Jack Ryan: Shadow One, a new film to feature the character directed by Sir Kenneth Branagh, is set for release this December.
Clancy usually wrote a book a year, making him one of the wealthiest authors in the world.
In 2002 he was ranked at 10 in Forbes magazine's Celebrity 100 list with estimated earnings of $47.8m (£33m).
As well as a successful writer, Clancy also became closely associated with the world of video gaming.
In the 1990s he founded Red Storm Entertainment, later bought by Ubisoft, which developed games based on Clancy's ideas.

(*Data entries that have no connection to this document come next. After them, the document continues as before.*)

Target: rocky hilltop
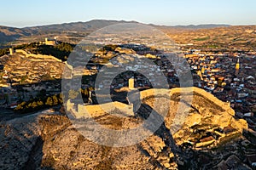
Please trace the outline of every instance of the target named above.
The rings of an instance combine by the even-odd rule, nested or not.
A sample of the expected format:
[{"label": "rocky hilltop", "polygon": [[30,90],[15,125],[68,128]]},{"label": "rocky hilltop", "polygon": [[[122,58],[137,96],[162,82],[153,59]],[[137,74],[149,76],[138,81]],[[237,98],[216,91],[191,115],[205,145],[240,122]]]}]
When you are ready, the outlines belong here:
[{"label": "rocky hilltop", "polygon": [[[166,95],[156,96],[163,101],[171,96],[164,122],[149,138],[126,147],[88,140],[60,111],[49,110],[2,122],[0,169],[231,169],[234,166],[251,169],[246,156],[255,153],[255,134],[247,131],[246,122],[235,119],[228,104],[200,88],[192,89],[193,93],[173,88]],[[137,126],[154,108],[152,91],[141,93],[137,116],[100,111],[93,116],[108,128]],[[172,133],[177,107],[188,105],[189,97],[192,105],[183,110],[188,116]]]}]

Blockbuster video game titles bearing his name included Splinter Cell, Ghost Recon and Rainbow Six.
"Tom Clancy was an extraordinary author with a gift for creating detailed, engrossing fictional stories that captivated audiences around the world," said Ubisoft on its Facebook page.
"We are humbled by the opportunity to carry on part of his legacy through our properties that bear his name."

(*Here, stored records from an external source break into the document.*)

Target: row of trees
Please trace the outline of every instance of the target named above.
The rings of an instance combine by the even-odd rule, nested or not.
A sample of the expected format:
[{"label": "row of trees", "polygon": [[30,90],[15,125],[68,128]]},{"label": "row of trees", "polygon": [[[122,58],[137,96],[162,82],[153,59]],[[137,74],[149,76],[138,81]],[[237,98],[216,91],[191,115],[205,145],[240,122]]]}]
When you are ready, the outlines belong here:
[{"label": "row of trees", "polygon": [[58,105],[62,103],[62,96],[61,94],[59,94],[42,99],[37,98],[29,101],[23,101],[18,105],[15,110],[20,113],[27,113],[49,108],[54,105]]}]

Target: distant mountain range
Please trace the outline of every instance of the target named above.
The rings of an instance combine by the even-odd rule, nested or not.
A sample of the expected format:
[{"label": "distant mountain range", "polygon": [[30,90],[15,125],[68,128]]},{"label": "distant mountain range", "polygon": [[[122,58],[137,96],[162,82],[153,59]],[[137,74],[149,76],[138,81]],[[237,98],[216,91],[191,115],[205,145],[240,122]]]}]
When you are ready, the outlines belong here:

British author Barbara Taylor-Bradford also paid tribute to Clancy on her website.
"I'm stunned to learn of the sudden passing of [a] legendary novelist," she wrote. "A remarkable talent whose books and movie adaptations held me captive for many enjoyable hours."
Clancy was known for his technically detailed espionage and military science storylines. One, written in 1994, told of a crazed Japan Airlines pilot who flies into the Capitol building in Washington.
In a 2003 interview, CNN presenter Wolf Blitzer suggested his precise accounts of the US military techniques were giving away secrets to terrorists.
"I never got any fan mail from Osama bin Laden, and I don't really know how many books I sold in Afghanistan," the author replied.
"You have to talk to the marketing people about that. But I'm not really concerned about it."
"He was ahead of the news curve and sometimes frighteningly prescient," said Ivan Held, president of Penguin imprint G P Putnam's Sons.
"To publish a Tom Clancy book was a thrill every time."